By Sunday, June 12, 2016 0 , , , , Permalink

There are a lot of people we cross paths with each day. Society and media has allowed us to “bucket” and/or “categorize” people by how they look, speak, dress, and what they do for an occupation (amongst other things). Is this right? Is this helping us as a society?

Each person we meet, become friends with, work with, encounter, or perhaps just sit next to on the subway, has the right to be appreciated for who they are. Whether they are battling a weight problem, a different skin tone than we are, wearing glasses, in a wheelchair, believing in a different faith, and/or sexually ambiguous, it is not our place to judge or bucket them.

Think of it this way, when marketers are targeting us through media, they are picking the demographics that best fit their target market. For example, a luxury fashion brand may target: male and female 18-44, with a household income of above 100K+, urban, and with the following interests: trendsetter, fashion, health conscious, moms, fitness buffs, etc. Just because you are a fitness buff, doesn’t mean you aren’t also a mom or trendsetter. We aren’t just one thing, anymore. Most women won’t just think of themselves, as “just a mom,” they are so much more than that.

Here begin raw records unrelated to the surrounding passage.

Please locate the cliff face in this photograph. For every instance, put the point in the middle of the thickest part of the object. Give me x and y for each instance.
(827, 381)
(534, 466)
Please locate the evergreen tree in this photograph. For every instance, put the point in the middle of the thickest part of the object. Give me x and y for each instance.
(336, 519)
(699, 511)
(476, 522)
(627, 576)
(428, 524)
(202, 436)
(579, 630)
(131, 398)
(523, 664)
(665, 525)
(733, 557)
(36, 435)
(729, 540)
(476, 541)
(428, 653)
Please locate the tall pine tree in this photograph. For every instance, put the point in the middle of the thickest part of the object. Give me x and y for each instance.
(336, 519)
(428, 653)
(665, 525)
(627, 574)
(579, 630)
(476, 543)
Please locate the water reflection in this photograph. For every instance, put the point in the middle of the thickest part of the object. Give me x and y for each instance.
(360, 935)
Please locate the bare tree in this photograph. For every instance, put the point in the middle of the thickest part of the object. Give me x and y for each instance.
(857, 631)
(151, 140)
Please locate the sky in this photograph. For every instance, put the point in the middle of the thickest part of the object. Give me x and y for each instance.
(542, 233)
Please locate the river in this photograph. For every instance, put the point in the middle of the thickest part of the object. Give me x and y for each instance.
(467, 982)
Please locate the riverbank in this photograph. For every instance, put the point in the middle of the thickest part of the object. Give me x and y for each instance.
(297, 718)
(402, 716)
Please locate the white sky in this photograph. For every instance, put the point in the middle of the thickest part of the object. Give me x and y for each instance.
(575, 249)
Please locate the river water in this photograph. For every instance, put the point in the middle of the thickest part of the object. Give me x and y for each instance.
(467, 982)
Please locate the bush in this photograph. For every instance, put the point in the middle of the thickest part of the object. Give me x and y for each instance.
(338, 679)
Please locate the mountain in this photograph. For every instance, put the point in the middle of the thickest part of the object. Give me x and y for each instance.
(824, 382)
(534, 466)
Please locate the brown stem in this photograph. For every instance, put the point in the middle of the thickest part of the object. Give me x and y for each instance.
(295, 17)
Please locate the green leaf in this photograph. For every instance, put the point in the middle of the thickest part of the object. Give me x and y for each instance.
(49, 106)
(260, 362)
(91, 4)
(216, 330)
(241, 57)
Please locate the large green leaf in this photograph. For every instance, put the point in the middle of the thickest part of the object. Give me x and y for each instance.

Each of us has interests and characteristics that define who we are, and those can change too. Perhaps one day you are a tennis player, and next you are a musician. Perhaps you were a Yankees fan, and then became a Red Sox one (it can happen). Perhaps you decide to marry someone of a difference race and faith. Perhaps you were a vegetarian and now you like meat.

Embracing the weird is clutch. I mean are any of us really normal? What is normal after all? Another bucket someone made up?

Let’s not allow ourselves to get caught up in what media and society tells us we should be bucketed as, or what the person next to us is. Maybe the person on the subway is the kindest soul you’ll meet, but you didn’t give them a true chance, because instead you thought they may  not fit into “your bucket” of friends and people you prefer.

Instead, redefine what that bucket looks like. Allow it to be a pool that holds much more.